Ad essere state rimesse a nuovo la scuola di San Salvo, nel Vastese, in provincia di Chieti, l’istiuto di Navelli, nel cratere dei comuni colpiti dal sisma dell’Aquila del 6 aprile del 2009, e quello di Spoltore, in provincia di Pescara. In particolare la scuola media ‘Salvo D’Acquisto’ di San Salvo (Chieti), che ospita 650 studenti, e’ stata adeguata sismicamente dopo un radicale intervento strutturale, grazie al contributo della Regione Abruzzo e di fondi propri comunali.
A tagliare iol nastro della scuola rimodernata il sindaco Tiziana Magnacca, alla presenza degli studenti e delle loro famiglie che precisa quanto i lavori eseguiti da aziende locali, sono durati poco meno di un anno, per un costo di circa un milione e 300mila euro. “Riconsegniamo alla citta’ una scuola sismicamente adeguata – ha affermato il sindaco – facendo scelte precise sulla sicurezza e scommettendo sul sicuro di questa Citta’. Vogliamo metterla al riparo da ogni tragedia e l’ultimo terremoto ci ha rafforzato sulla necessita’ di edifici scolastici sicuri”.
Forse sarebbe stato piu’ facile spendere questi soldi per fare degli asfalti, che sono ben visibili, invece abbiamo investito sull’ adeguamento antisismico degli edifici scolastici in una citta’ giovane che vuole avere un grande futuro”.

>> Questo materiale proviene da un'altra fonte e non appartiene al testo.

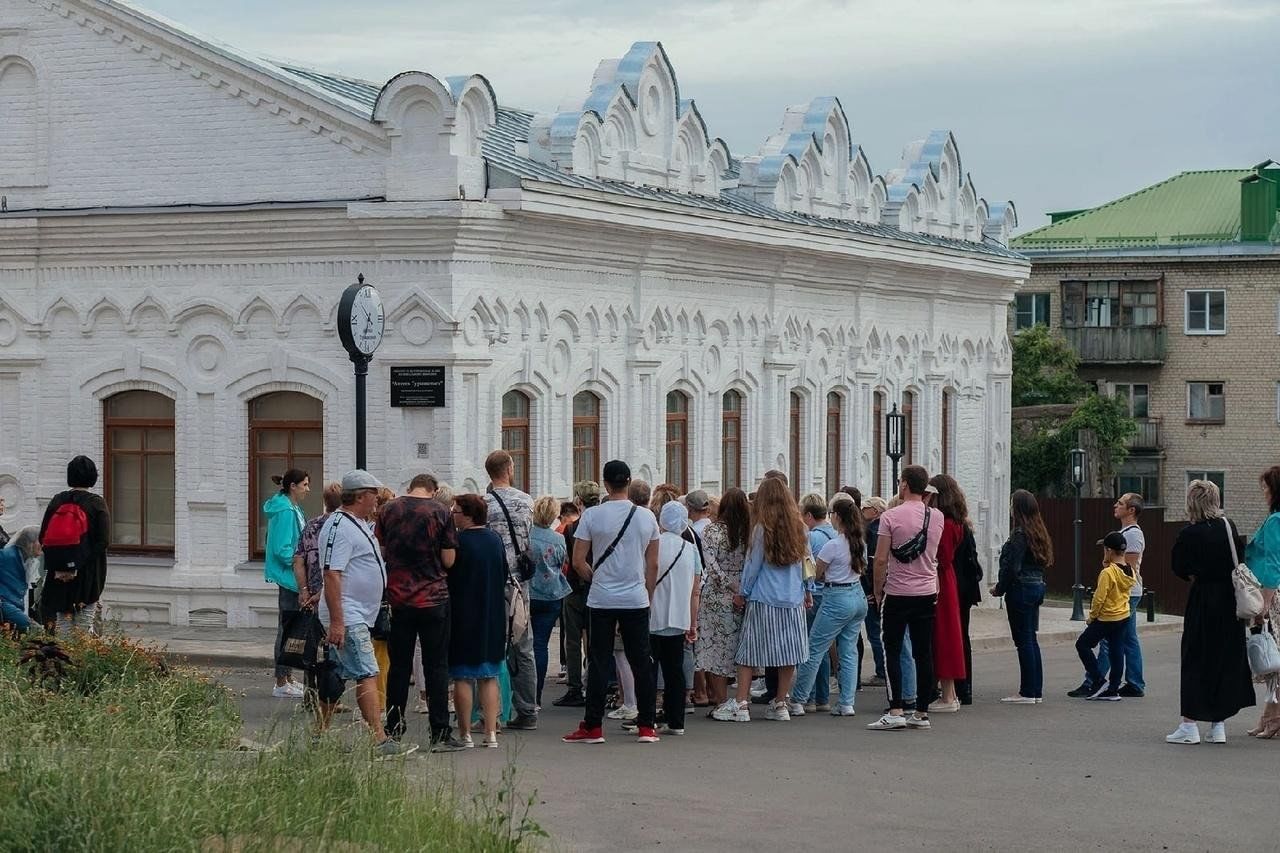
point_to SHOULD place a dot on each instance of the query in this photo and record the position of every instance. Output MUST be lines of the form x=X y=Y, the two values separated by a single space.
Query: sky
x=1055 y=104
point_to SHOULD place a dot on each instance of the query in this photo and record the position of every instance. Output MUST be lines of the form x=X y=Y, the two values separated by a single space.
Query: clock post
x=360 y=328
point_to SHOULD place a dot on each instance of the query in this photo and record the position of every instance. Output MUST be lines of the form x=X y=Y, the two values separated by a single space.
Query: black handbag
x=301 y=641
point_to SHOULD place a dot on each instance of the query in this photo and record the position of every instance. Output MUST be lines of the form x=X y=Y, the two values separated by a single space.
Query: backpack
x=65 y=542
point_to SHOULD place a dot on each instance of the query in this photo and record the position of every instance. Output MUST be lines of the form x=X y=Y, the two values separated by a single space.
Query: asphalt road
x=1064 y=775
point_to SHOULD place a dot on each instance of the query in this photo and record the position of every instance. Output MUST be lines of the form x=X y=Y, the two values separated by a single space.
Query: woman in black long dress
x=478 y=617
x=1215 y=674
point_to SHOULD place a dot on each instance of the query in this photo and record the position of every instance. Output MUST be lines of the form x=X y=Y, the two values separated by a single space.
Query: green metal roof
x=1193 y=208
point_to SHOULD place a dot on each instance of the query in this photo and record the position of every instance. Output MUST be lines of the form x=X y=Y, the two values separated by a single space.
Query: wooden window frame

Gli interventi, come ha illustrato l’assessore ai Lavori Pubblici Giancarlo Lippis, hanno riguardato uno stabile degli inizi degli anni Sessanta con soluzioni tecniche indispensabili per risolvere problematiche, adeguandolo anche a livello termico (nuovi infissi, un cappotto termico esterno, nuovi impianti di riscaldamento ed elettrici) e nuova pavimentazione. Il progetto, curato dall’arch.Giuseppe Carulli, ha riguardato il rinforzo delle strutture murarie con intonato armato e la sostituzione delle opere murarie e dei solai non idonei a seguito d’indagine sulla qualita’ dei materiali pre-esistenti.